The Brewing Shed

Brewing chicory beer – a root roasting success

Chicory Puntarelle

This year, for the first time, I grew, the fancy Italian chicory variety ‘puntarelle’. And how it grew. For a few months in early summer a relentless supply of long, slender green leaves added a bitter twist to just about every meal I cooked.* So when the chorus of “not more bloody chicory” became deafening it was time to dig the patch for a new crop.

But that didn’t spell the end for my new found chicory addiction. The best bit was yet to come…

A recent trip to Belgium introduced me to a typically boozy Belgian brew called ‘Wit Goud’ from Brouwerif Hof Ten Dormaal, a lightly coloured 8% ale in which a portion of hops are replaced with locally grown ‘witloof’ – aka chicory. And it tasted amazing. I’ve no idea how they used their chicory to brew with but I know that some brewers have used chicory coffee, made from roasted roots, to impart bitter earthy flavours to dark stouts and porters. So I settled on the following process to prepare the puntarelle roots for my own chicory beer.

How to prepare chicory roots for beer (or coffee)

1. My chicory roots were very long, thin, straight and hairy. After digging they received a thorough scrub, with stubborn strands getting shaved off with a sharp knife.

2. I  dried the roots with kitchen towel and chopped them into similarly sized chunks to ensure the received an even roasting.

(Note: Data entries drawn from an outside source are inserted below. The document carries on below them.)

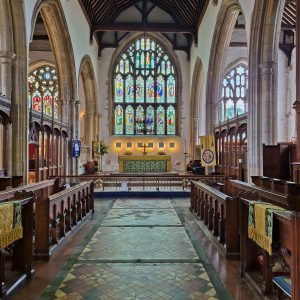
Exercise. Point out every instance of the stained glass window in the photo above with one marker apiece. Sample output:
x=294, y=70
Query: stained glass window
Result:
x=144, y=90
x=234, y=93
x=43, y=90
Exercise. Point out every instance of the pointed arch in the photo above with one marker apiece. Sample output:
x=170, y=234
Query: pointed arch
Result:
x=226, y=20
x=264, y=40
x=166, y=45
x=57, y=29
x=86, y=70
x=89, y=107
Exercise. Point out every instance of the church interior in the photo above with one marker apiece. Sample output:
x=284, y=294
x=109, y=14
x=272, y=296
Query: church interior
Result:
x=149, y=149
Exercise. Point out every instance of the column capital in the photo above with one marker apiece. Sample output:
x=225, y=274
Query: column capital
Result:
x=296, y=105
x=267, y=67
x=8, y=55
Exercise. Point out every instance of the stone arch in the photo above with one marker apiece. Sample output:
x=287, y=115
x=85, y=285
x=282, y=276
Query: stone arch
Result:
x=173, y=56
x=86, y=70
x=226, y=19
x=57, y=29
x=262, y=112
x=241, y=60
x=195, y=103
x=89, y=117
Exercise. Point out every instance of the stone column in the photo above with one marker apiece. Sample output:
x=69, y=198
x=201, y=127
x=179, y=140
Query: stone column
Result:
x=268, y=103
x=297, y=102
x=6, y=59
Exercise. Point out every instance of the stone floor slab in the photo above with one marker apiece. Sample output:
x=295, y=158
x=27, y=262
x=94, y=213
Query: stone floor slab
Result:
x=138, y=217
x=137, y=281
x=134, y=243
x=146, y=203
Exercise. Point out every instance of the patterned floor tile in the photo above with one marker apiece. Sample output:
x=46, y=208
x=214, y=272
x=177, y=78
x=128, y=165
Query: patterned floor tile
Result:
x=132, y=243
x=146, y=203
x=136, y=281
x=138, y=217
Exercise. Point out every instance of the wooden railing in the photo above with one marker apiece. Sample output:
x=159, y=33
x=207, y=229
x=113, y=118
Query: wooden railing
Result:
x=219, y=213
x=41, y=189
x=125, y=182
x=21, y=257
x=290, y=201
x=286, y=237
x=59, y=214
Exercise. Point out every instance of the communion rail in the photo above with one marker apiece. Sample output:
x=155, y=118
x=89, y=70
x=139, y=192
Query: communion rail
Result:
x=143, y=182
x=219, y=214
x=59, y=214
x=286, y=246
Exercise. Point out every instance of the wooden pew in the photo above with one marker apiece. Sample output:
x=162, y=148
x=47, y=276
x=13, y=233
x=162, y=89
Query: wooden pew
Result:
x=21, y=259
x=286, y=235
x=290, y=201
x=41, y=189
x=219, y=212
x=59, y=214
x=274, y=184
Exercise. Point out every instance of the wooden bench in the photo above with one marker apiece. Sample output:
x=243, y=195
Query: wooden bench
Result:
x=40, y=189
x=290, y=201
x=219, y=213
x=285, y=236
x=59, y=214
x=20, y=261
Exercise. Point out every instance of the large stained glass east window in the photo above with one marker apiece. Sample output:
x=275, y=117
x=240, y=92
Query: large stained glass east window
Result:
x=43, y=91
x=234, y=93
x=144, y=90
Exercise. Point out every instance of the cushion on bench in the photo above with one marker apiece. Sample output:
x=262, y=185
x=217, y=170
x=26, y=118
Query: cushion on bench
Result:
x=284, y=283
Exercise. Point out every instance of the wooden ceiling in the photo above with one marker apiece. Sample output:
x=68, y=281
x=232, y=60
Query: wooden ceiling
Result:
x=180, y=25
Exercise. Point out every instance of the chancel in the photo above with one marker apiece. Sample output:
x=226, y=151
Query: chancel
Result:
x=149, y=149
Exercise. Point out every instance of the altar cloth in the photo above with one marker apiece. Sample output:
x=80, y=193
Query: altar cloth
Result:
x=144, y=163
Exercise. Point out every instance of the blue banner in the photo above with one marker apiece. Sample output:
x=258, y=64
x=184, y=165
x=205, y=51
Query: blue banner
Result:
x=76, y=144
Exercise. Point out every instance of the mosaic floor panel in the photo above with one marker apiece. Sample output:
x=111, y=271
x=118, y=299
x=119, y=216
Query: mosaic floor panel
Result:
x=146, y=203
x=132, y=243
x=140, y=251
x=141, y=217
x=132, y=281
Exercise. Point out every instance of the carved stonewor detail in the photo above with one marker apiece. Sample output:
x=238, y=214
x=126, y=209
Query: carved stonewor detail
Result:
x=33, y=133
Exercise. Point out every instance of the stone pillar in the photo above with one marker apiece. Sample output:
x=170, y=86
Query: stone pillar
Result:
x=6, y=59
x=97, y=118
x=297, y=102
x=268, y=104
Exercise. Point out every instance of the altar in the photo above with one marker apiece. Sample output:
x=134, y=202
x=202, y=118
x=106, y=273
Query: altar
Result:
x=144, y=163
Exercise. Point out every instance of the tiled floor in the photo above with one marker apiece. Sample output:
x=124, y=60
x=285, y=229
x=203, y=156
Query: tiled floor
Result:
x=137, y=249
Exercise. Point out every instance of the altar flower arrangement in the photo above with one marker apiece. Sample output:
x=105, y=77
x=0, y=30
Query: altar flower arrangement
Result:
x=127, y=153
x=161, y=153
x=102, y=149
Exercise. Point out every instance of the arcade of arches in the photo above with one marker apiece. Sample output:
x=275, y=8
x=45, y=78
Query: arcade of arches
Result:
x=75, y=71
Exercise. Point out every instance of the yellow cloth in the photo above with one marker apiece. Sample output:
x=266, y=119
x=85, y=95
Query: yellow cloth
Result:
x=8, y=233
x=261, y=232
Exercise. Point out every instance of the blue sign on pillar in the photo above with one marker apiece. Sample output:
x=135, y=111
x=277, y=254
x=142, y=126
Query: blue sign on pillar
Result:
x=76, y=144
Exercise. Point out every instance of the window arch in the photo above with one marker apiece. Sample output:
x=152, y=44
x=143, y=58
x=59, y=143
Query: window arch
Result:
x=43, y=90
x=144, y=90
x=234, y=92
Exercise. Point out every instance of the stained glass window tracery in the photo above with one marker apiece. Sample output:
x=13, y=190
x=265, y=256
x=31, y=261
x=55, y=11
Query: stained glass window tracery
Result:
x=144, y=90
x=234, y=93
x=43, y=90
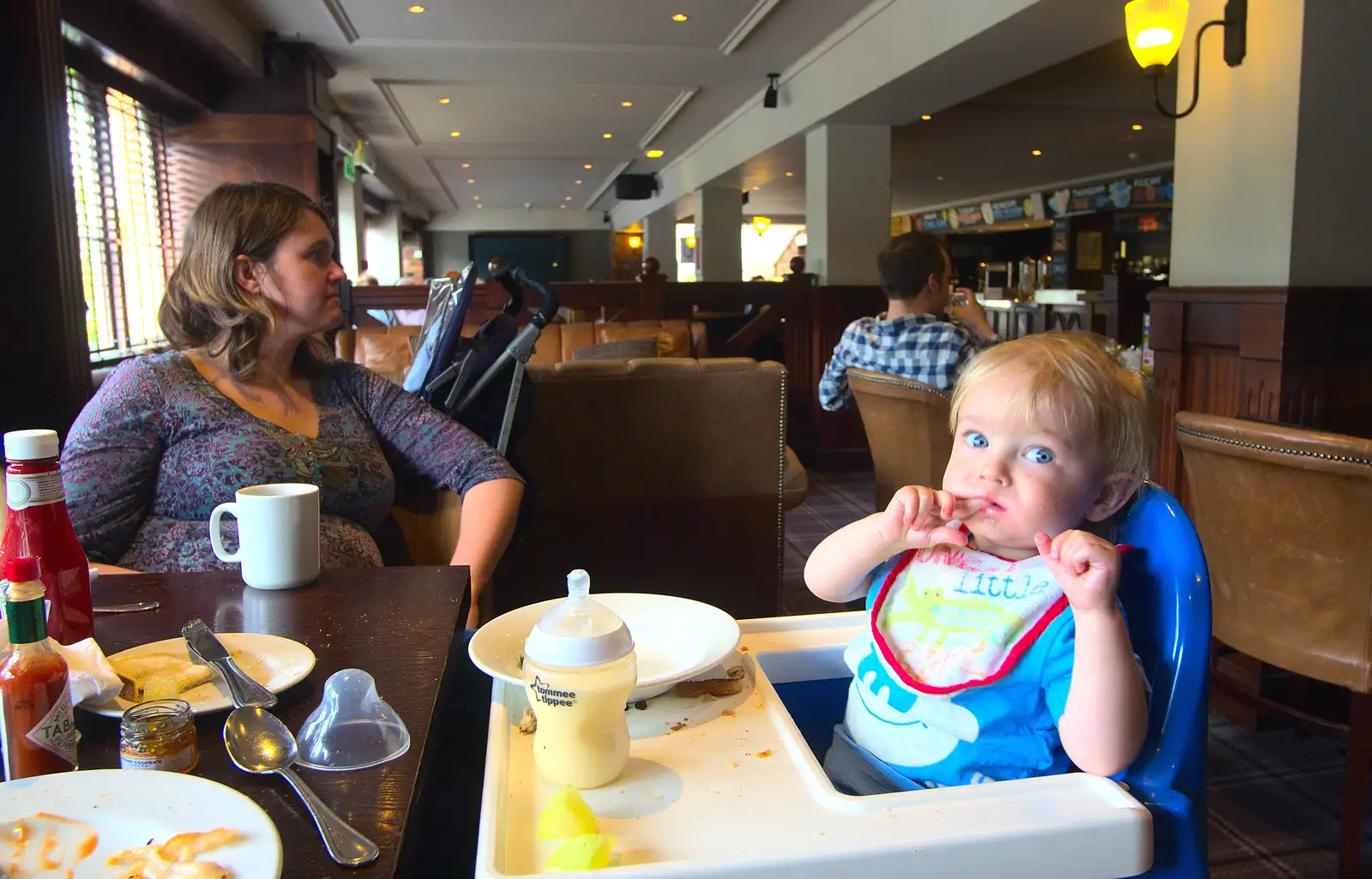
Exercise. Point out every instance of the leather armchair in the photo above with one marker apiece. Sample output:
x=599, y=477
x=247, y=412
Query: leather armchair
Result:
x=1282, y=515
x=907, y=430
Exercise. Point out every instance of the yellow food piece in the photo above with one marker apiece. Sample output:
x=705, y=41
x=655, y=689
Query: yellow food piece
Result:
x=161, y=687
x=585, y=852
x=567, y=816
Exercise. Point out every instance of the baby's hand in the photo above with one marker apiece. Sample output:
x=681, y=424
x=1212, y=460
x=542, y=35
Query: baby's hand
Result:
x=1086, y=567
x=918, y=517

3. These chopped roots were laid out on a baking tray, placed in an oven and roasted until dry. Annoyingly I didn’t make notes of the exact temperature (it was low) or time taken but, as with drying anything in the oven, it’s advisable to regularly check their progress to prevent burning. And anyway, the length of time depends on size of chunks drying, type of oven, and all sorts of other random factors…

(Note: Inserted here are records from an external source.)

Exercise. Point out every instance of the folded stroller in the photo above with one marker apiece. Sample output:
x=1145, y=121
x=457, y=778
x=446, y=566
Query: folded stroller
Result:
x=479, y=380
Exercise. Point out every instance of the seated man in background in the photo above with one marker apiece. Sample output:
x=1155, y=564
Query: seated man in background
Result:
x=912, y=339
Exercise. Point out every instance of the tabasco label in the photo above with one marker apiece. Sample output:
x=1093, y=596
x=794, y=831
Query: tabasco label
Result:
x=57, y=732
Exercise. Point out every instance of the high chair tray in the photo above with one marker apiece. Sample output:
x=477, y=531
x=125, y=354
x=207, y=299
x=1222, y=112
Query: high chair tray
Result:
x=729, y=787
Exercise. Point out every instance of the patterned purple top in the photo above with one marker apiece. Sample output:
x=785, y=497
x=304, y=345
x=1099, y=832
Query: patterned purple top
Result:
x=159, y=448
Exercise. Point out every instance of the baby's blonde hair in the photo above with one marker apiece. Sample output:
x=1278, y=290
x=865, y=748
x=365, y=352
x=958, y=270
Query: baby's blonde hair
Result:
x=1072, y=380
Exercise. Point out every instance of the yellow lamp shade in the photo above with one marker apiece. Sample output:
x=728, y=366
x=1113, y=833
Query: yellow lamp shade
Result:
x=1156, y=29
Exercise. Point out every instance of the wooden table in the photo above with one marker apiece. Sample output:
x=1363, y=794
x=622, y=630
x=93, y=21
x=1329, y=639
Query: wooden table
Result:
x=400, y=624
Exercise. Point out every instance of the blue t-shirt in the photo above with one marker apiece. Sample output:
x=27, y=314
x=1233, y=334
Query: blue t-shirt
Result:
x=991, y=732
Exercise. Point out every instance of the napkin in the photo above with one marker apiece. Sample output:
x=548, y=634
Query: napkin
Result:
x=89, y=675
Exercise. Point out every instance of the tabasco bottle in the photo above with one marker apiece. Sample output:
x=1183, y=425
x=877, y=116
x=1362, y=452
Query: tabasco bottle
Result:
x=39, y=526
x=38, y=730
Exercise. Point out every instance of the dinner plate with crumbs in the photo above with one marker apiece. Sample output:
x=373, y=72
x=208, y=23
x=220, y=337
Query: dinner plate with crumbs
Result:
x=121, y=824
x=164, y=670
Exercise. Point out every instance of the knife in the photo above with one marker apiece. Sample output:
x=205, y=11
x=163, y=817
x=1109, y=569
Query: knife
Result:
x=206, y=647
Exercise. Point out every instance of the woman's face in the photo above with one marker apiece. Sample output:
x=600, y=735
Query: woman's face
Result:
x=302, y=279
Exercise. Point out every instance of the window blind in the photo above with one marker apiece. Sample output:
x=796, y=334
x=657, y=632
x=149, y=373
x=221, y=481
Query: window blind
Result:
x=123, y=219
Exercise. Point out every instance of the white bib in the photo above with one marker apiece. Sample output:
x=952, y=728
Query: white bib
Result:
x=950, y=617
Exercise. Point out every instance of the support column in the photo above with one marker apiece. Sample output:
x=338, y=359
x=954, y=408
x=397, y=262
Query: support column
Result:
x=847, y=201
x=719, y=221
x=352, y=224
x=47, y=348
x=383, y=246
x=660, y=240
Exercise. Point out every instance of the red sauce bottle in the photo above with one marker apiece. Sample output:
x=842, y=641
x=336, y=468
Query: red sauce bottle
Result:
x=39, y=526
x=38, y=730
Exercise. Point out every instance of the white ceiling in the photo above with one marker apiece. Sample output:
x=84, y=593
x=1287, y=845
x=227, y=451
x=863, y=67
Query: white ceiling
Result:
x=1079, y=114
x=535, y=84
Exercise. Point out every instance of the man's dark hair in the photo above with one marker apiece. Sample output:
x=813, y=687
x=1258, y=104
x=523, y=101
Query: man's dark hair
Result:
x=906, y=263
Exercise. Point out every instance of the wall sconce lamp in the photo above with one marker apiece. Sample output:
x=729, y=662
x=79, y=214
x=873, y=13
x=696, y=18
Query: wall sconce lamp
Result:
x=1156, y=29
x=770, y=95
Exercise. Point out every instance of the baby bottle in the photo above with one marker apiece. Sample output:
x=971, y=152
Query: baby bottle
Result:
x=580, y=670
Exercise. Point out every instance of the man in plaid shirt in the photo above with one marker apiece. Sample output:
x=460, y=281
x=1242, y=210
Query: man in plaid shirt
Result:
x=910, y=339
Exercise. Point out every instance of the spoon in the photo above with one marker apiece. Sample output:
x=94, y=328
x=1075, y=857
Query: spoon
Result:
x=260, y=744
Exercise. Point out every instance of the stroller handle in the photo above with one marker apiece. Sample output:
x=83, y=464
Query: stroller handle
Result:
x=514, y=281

4. Seeing as I was aiming for a bitter pale ale I didn’t want my roots to receive a dark roasting, so as soon as all the moisture had evaporated they came out of the oven (to test them make sure there’s not the slightest hint of flexibility or chewiness remaining).

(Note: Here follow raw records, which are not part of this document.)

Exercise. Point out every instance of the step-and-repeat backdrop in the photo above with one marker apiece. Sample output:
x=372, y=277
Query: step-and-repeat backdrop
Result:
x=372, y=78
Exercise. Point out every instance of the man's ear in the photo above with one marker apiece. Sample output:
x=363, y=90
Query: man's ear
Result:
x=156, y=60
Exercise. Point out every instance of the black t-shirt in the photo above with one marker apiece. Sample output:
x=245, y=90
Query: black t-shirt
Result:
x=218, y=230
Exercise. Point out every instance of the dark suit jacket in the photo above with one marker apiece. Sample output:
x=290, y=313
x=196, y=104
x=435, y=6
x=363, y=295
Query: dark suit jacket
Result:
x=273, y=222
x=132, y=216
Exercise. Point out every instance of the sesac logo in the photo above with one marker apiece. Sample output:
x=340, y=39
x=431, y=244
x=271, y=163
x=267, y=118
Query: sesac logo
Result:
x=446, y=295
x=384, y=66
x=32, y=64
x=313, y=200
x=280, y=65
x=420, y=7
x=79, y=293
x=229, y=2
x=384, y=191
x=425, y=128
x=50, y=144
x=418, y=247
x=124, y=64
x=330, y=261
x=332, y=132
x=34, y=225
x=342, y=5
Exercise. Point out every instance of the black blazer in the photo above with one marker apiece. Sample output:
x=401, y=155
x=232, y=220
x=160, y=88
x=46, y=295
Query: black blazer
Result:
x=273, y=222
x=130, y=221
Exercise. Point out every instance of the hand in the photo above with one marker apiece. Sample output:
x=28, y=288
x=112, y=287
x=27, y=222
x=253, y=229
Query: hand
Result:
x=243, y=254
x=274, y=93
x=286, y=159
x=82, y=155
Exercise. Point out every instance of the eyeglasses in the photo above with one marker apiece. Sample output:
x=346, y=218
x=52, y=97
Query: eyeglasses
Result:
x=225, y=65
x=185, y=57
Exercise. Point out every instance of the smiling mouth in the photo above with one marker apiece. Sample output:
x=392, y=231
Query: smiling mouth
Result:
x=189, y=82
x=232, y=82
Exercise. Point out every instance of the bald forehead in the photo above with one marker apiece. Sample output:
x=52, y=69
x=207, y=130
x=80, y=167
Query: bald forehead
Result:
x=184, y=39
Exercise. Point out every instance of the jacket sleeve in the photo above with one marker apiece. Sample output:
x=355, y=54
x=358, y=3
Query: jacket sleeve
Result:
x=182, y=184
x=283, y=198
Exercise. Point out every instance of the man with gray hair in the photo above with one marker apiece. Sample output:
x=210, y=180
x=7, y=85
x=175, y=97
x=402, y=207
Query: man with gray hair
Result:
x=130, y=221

5. To apply the chicory flavour to my ale I decided to first make an infusion (ie. chicory coffee) which I added five minutes from the end of the beer boiling phase. This coffee was made by first grinding the chicory with a mortise and pestle, then infusing it in boiling water, before straining off the hot liquid. Just like regular coffee. For my one gallon batch I made a single mug of coffee from three heaped teaspoons of ground chicory.

So, how does it taste?

Happily I can report brewing success. The chicory pale ale has the familiar beery flavours of one of my regular home brewed pale ales – after all, it still contains the usual malt and hop ingredients – but there’s an extra deep lying bitterness that comes from the chicory. It’s subtle at first, but lingers in the mouth for longer than the hop bitterness, rewarding you with an increasing intensity of bitter flavour the more you drink.

Dry chicory roots

Roasted chicory roots ready for grinding

2 Comments

  • Chicory, now there is an ingreidient I’ve not yet tried to brew with! I think roasted flavours and the intense bitterness that you get from many herbs do much better in a background of something rather sweet. I wonder if this would work well in a Scottish 80 Shilling or something.

    Although, saying that it is always worth trying them in a pale first to really get to know the herbs. Great post mate, as ever.

    • Thank you sir. I’m thinking chicory could be a good all rounder for many beer styles, particularly because you can roast it to get darker hues and toastier flavours. Might try it in a stout next, with a touch of sweetness as you suggest.